大阪市の教育と財産を守れ! 大阪市立の高校府移管 無償譲渡NO住民訴訟の記録出版
- 2022/5/9
- 社会
今年度から大阪市が運営する高校全22校が大阪府に移管され、府立高校になった。政令指定都市から道府県へ移管されるのは初めてのこと。大阪市は高校運営から手を引いたばかりか、土地・建物を府にまるごとタダで渡してしまった。なぜこんなことになったのか。維新政治・行政を追及してきたフリージャーナリストで、無償譲渡を違法とする住民訴訟の原告の一人、幸田泉さんが『大阪市の教育と財産を守れ!』(アイエス・エヌ)を出版した。一審で敗訴、大阪高裁で第2ラウンドを迎える住民訴訟の経緯を平易な言葉で記録するとともに、維新政治・行政の10年余を検証し前代未聞の移管劇の正体に迫っている。(新聞うずみ火 栗原佳子)

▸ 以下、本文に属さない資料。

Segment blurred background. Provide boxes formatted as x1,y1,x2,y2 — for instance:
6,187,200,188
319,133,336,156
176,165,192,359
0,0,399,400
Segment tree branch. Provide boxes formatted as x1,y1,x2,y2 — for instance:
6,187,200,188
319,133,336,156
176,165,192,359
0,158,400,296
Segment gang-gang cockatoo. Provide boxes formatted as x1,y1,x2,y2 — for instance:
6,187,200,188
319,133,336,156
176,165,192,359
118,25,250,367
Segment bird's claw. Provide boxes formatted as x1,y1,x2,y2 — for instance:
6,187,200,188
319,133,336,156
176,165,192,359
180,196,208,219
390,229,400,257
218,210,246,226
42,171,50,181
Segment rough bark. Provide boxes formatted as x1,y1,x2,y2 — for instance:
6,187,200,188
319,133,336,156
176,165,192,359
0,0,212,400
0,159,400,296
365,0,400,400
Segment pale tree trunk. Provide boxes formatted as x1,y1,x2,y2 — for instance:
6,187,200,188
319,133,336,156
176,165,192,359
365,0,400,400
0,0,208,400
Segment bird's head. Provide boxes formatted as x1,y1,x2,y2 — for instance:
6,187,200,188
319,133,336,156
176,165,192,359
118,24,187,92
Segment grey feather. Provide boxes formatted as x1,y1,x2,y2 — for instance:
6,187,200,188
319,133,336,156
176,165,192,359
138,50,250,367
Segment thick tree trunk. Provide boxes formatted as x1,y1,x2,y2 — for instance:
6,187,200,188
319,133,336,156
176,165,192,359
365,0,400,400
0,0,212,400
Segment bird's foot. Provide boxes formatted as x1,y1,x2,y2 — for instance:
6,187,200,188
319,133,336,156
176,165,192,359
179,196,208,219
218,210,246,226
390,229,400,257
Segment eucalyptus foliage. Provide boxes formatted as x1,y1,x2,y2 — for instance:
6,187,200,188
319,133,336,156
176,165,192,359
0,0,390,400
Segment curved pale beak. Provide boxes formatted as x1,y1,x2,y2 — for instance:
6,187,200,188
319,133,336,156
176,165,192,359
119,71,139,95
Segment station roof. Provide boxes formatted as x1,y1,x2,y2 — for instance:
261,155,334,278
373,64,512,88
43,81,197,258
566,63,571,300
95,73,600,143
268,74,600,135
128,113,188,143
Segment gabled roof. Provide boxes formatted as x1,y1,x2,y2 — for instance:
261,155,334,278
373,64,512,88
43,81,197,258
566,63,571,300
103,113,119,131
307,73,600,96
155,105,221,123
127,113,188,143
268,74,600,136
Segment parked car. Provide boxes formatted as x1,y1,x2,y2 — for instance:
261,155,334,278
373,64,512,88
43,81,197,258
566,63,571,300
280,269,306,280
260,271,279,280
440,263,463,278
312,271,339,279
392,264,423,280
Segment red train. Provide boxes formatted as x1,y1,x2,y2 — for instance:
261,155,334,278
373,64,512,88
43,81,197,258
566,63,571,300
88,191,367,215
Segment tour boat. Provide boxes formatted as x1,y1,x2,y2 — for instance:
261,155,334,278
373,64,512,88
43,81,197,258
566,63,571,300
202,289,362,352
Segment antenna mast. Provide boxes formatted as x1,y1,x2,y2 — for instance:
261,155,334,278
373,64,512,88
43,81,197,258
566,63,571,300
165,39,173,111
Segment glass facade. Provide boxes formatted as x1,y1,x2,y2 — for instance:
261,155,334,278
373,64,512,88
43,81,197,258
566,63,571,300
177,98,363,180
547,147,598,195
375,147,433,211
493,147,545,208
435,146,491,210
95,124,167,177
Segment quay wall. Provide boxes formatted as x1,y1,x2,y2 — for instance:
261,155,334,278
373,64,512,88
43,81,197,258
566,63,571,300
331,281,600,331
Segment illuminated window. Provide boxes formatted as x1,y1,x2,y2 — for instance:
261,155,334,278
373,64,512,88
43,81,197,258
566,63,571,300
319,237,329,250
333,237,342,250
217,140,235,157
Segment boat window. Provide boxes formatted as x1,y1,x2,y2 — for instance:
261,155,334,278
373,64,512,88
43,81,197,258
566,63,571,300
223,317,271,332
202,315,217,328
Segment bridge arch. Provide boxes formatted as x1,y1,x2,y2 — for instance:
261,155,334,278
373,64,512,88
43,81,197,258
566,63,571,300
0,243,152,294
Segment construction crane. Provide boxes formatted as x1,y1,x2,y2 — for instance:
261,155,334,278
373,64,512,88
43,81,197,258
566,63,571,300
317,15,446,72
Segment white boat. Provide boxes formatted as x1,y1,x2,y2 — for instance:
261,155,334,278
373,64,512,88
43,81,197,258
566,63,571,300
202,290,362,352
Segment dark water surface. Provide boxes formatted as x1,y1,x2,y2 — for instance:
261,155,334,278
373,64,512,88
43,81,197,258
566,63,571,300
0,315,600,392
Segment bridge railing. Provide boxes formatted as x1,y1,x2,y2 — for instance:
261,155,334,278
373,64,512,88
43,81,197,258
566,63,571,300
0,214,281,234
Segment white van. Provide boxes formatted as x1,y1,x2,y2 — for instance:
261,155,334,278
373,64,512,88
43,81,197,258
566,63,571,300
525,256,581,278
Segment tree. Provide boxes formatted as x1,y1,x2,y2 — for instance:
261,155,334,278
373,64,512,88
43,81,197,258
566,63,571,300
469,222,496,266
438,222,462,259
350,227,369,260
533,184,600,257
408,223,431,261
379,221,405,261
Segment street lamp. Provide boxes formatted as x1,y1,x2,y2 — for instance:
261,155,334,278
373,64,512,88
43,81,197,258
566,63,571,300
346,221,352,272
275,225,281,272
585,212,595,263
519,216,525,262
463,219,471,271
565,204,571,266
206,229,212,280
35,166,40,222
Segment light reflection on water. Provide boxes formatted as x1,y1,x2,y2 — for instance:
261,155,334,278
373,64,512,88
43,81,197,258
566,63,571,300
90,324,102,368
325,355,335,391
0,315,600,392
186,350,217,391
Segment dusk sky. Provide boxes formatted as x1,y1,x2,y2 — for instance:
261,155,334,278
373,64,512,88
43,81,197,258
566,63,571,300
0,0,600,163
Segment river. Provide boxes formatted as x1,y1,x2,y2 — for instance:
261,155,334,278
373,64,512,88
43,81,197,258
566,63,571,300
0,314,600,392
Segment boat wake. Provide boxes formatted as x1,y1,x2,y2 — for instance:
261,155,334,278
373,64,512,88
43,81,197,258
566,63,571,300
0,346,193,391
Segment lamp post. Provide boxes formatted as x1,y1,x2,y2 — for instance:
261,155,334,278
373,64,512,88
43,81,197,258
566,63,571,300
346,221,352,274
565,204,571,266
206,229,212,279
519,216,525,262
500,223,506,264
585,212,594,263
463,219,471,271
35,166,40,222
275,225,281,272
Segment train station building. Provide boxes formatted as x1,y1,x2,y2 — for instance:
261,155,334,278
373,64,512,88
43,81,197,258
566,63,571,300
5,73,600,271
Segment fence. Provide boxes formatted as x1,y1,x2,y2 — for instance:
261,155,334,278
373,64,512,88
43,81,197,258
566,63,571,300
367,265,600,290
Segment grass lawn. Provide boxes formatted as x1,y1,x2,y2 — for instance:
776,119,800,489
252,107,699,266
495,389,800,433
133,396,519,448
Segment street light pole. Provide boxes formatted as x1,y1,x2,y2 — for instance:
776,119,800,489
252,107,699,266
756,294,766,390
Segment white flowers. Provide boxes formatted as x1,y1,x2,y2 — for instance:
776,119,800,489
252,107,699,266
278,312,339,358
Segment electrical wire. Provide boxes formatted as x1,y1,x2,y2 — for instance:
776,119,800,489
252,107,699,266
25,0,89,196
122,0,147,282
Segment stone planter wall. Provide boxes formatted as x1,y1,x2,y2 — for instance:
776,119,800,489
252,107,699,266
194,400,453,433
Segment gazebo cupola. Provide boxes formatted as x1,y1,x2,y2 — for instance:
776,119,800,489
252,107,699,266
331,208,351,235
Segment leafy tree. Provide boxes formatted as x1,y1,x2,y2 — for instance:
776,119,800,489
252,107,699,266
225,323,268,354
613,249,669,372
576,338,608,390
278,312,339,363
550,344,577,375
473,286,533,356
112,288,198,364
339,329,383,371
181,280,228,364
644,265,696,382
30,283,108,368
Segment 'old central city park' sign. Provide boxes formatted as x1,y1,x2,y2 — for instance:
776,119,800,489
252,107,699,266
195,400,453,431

移管の動きが始まったのは松井一郎知事、橋下徹市長時代の2012年。府市統合本部で「二重行政」として検討され、14年には「大阪都構想」=大阪市廃止・分割を先取りするかたちで市立高校の府移管方針が決まった。しかし15年、20年に行われた「大阪都構想」の是非をめぐる住民投票はいずれも否決され、大阪市は存続した。にもかかわらず、2度目の住民投票からわずか1カ月後の20年12月、府・市両議会で移管の関連条例案が可決した。
市立の高校の土地・建物は大阪市公有財産台帳で1500億円。市場価格では倍の3000億円と試算される巨額な市有財産である。しかも、府に移管されると「3年連続定員割れした高校は再編対象という府立学校条例が適用されるため、多くの学校が統廃合される可能性が高い。廃校後の不動産売却益は府のものになる。
「大阪市になんの見返りもない『市民の財産投げ捨て』で市民の財産を棄損している」--。幸田さんら大阪市民5人は昨年夏、「大阪市民の財産を守る会」を結成、市に住民監査を請求したが棄却され、昨年10月、大阪地裁に提訴した。地方財政法、地方自治法、大阪市財産条例に違反するなどとして無償譲渡契約締結の差し止めを求めたが、大阪地裁は3月25日の判決で、「移管は長期的な少子化を踏まえ、府または市の高等学校教育及び義務教育を効果的かつ充実したものにする目的で、一定の公共性、公益性が認められる」などとして「無償譲渡も不合理ではない」と訴えを退けた。
原告代理人の豊永泰雄弁護士は記者会見で「残念で、不当な判決。財産が移転してしまうと元に戻すのは非常に難しい。大阪市の財政規律は非常に緩くなっており、IRの問題でも、大阪市が大阪府の事業の『財布』のように使われる現状がある。大阪市の未来を占う意味でも、差し止めが認められなかったことは大阪市に深刻なダメージを与えると危惧している」と懸念を示していた。
幸田さんは<松井市長は大阪市の財産を大阪府に捧げるために就任した稀有な市長である>と皮肉り、<吉村知事と松井市長は、大阪都構想が実現できないので、住民投票を経なくてもいい方法で「大阪市廃止」の近似系をやっている>と警鐘を鳴らす。1760円。